He might not be able to part the Red Sea in the manner of Moses or hold back the tide as the 11th century English, Norwegian and Danish king Cnut is credited with having tried, but farmer Jim Sinclair has got a track record of keeping flooding at bay in his corner of the Borders.
And that success at keeping the Gala Water in check has now won the 67-year-old, a tenant farmer near Heriot, a prize.
Jim has been named as this year’s 2017 Tweed Forum river champion in recognition of his efforts to integrate farming, forestry and conservation and for his enthusiasm for land and water management education.
Together with son Graeme, 47, Jim manages a 2,000-strong flock of sheep and 70 suckler cows at Crookston Farm on the Armet Water, a tributary of the Gala Water.
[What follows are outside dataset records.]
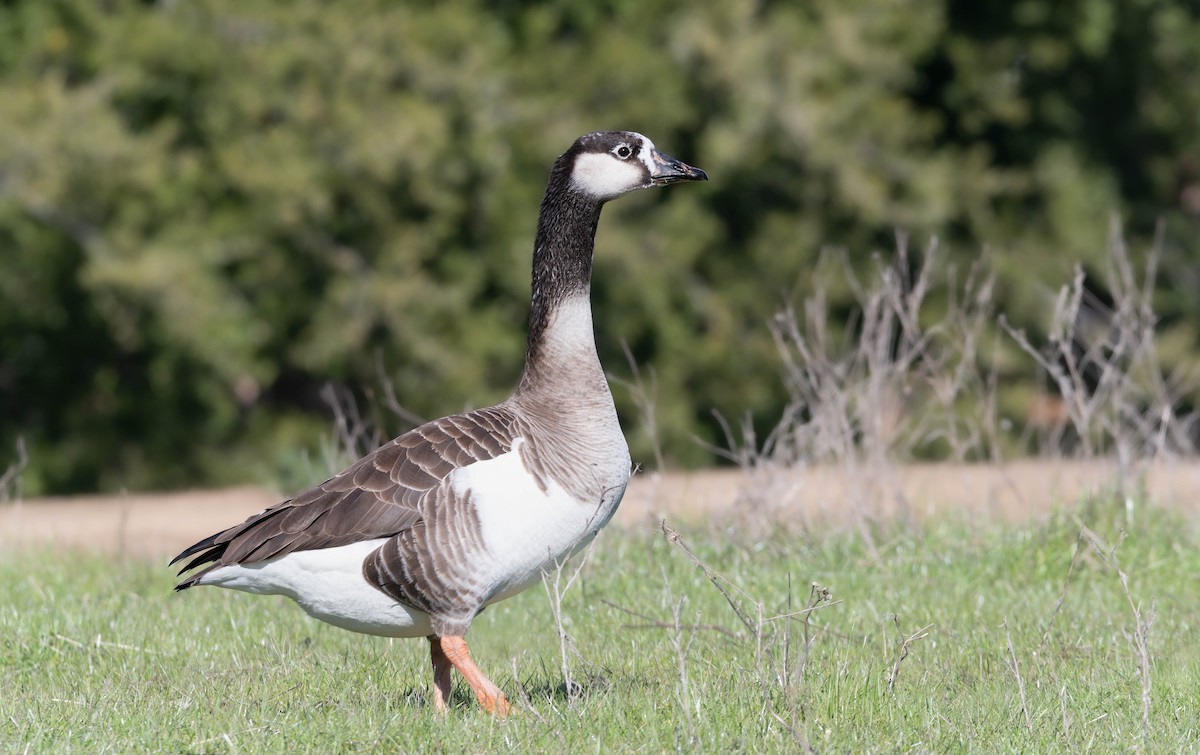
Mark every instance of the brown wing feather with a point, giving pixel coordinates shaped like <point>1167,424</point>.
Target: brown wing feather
<point>376,497</point>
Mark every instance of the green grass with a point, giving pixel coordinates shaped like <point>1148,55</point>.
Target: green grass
<point>100,655</point>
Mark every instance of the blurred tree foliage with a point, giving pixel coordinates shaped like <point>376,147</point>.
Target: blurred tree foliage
<point>209,209</point>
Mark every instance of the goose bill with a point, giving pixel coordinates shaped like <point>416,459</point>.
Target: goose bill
<point>670,171</point>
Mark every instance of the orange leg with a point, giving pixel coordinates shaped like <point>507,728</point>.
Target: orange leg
<point>441,675</point>
<point>454,649</point>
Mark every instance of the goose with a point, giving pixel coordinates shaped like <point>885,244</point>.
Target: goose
<point>421,534</point>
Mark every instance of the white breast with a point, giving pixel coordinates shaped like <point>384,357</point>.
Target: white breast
<point>527,529</point>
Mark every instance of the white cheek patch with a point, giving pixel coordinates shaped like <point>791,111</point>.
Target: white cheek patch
<point>646,155</point>
<point>606,177</point>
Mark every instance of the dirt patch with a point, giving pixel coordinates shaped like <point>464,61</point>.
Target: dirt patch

Nearby Stow and Galashiels have been hit by floods in recent years, but Jim has been doing his bit to avert that by using natural flood management techniques to slow the flow of surface water from the catchment above them to cut the risk of flooding downstream after heavy rainfall.
With the blessing of landowner Lord John Borthwick, Jim has planted more than 52 hectares of native woodland on the flood plain and hill-slopes of the Gala Water to reduce water run-off rates.
Four ponds have been created and 2,200m of fencing put up at the 815-hectare farm, with the resulting mix of wetlands and woodlands also providing an ideal habitat for wildlife species including otter, brown trout, lamprey, reed bunting and the great crested newt.
That work also safeguards streams vital for maintaining the region’s salmon population, a resource worth £24m a year to the Borders economy and supporting more than 500 jobs.
Jim is an enthusiastic ambassador for taking an integrated approach to managing the river catchment, and Crookston Farm has become a demonstration site welcoming visits from fellow farmers, students and land and water managers from as far away as Ireland, France, Germany, the Netherlands, Spain and Italy.
Jim, a tenant at Crookston Farm since 2000, said; “I’m surprised and delighted to be receiving this award.
“As a farming business, we’re always looking at ways to do things better, and we know that the work we’ve undertaken has benefited both our livestock management and the farm environment, as well as helping to reduce potentially damaging flood waters further downstream.
“We recognise that this is just one small element in the management of the river catchment, but we’re proud of the work we’ve done and hope it encourages others to think about how they can better manage the land and waterways in and around the Tweed for current and future generations.”
After presenting Jim with a glass trophy made by Edinburgh artist Jane Raven, Tweed Forum chairman James Hepburne Scott said; “Jim has made a truly outstanding contribution to flood prevention and biodiversity initiatives, and his commitment to helping to educate others about this work has also been exemplary.”
“The protection and conservation of the Tweed and the area surrounding it relies on the dedication and foresight of a host of people and organisations, and we’d like to thank Jim and others like him who work so hard for all our benefit.”
This is the second year the river champion award has been handed out, last year’s inaugural winner being Frank Turnbull, of Coldstream.
Funding for work carried out at Crookston Farm was provided by the Scottish Rural Development Programme and wind farm mitigation money through Scottish Borders Council.